Alice is planning to pay Bob.

  1. Alice creates a funding transaction. She puts, say, 100 bitcoin in 2-of-2 multi-sig account C.
  2. When Alice wants to pay Bob, she gives Bob a single funding transaction which sends money from C, 1 Bitcoin to Bob and 99 to Alice.
  3. A later transaction would be sending 2 to Bob and 98 to Alice. This overwrites the previous transaction.

Finally… say the last transaction is 40 go to Alice and 60 to Bob then Bob signs the last transaction and submits it to the chain. Since the last transaction is the best value for Bob.

Bob can host money hostage.
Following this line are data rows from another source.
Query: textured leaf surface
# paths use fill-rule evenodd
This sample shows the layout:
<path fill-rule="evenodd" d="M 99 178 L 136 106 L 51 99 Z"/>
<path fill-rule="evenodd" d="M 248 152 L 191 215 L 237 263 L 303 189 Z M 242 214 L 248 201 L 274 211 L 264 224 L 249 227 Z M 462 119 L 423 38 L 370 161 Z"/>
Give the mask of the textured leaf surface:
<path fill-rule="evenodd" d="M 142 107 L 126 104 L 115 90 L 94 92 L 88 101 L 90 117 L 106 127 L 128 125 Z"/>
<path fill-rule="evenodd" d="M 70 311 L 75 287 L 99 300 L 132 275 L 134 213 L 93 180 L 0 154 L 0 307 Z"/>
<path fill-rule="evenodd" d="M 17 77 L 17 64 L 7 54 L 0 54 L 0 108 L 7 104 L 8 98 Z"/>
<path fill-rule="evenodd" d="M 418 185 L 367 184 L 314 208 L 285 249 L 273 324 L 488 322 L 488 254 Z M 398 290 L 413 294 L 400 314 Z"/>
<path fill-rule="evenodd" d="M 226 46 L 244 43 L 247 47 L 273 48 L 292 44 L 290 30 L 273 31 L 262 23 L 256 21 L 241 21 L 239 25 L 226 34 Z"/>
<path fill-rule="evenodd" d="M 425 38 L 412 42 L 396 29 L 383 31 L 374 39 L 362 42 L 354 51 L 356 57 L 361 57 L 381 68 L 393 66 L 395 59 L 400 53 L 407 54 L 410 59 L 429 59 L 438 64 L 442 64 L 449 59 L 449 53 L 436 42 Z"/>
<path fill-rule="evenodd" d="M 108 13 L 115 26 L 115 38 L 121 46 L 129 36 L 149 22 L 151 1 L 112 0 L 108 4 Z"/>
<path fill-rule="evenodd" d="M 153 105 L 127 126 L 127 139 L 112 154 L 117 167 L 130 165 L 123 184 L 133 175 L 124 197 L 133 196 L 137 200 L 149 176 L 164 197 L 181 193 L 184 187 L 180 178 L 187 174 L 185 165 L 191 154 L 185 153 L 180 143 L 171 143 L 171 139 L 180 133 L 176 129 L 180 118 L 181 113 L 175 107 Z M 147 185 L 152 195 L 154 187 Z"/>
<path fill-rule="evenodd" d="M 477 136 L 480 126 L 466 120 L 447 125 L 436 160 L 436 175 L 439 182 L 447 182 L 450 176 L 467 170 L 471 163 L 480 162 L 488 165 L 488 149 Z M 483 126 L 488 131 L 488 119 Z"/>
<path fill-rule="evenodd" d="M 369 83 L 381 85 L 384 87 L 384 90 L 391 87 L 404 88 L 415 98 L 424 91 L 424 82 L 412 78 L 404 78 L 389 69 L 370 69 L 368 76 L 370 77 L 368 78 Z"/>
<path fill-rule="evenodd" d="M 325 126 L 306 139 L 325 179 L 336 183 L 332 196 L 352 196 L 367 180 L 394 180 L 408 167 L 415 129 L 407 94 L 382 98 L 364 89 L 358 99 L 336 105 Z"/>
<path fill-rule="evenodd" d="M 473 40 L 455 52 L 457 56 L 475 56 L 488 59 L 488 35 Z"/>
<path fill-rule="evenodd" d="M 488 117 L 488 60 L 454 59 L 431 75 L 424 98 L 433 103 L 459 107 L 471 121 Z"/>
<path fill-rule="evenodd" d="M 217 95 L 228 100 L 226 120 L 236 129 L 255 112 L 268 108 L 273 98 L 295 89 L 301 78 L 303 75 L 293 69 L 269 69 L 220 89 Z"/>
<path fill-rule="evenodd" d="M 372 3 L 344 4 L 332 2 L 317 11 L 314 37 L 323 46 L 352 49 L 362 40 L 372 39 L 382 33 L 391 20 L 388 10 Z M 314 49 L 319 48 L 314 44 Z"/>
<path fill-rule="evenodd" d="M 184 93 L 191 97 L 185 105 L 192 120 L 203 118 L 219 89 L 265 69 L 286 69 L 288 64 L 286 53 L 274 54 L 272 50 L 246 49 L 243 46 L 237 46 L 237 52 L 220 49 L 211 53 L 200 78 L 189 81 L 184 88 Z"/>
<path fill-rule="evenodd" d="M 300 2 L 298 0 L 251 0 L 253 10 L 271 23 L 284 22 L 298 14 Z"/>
Time-locked transactions ensure that Bob can hold Alice’s 100 Bitcoin hostage.

To build a bidirectional channel, one can have two unidirectional channels but they have a limitation, once Alice has exhausted her channel, she cannot send more money to Bob even if Bob has sent Alice money via the other channel.

Alternatively, one funding channel with time lock of 100 can be forked into another funding channel of time lock of 99, which can further be forked into funding channels with the smaller time locks. It is recommended not to go beyond the depth of 11 and time lock of 50 for such an approach since in the worst case, all the funding transactions will have to be committed.

Payment Channel Network (Lightning)

A -> D can be settled as A -> B -> C -> D off-chain using HTLC (Hash-time locked contracts). To do this, D sends a secret S to A and A commits P2SH with H(s), B and C do the same. D will reveal S for C -> D and now C reveals S and uses than for B -> C transaction and B uses that for A -> B transaction.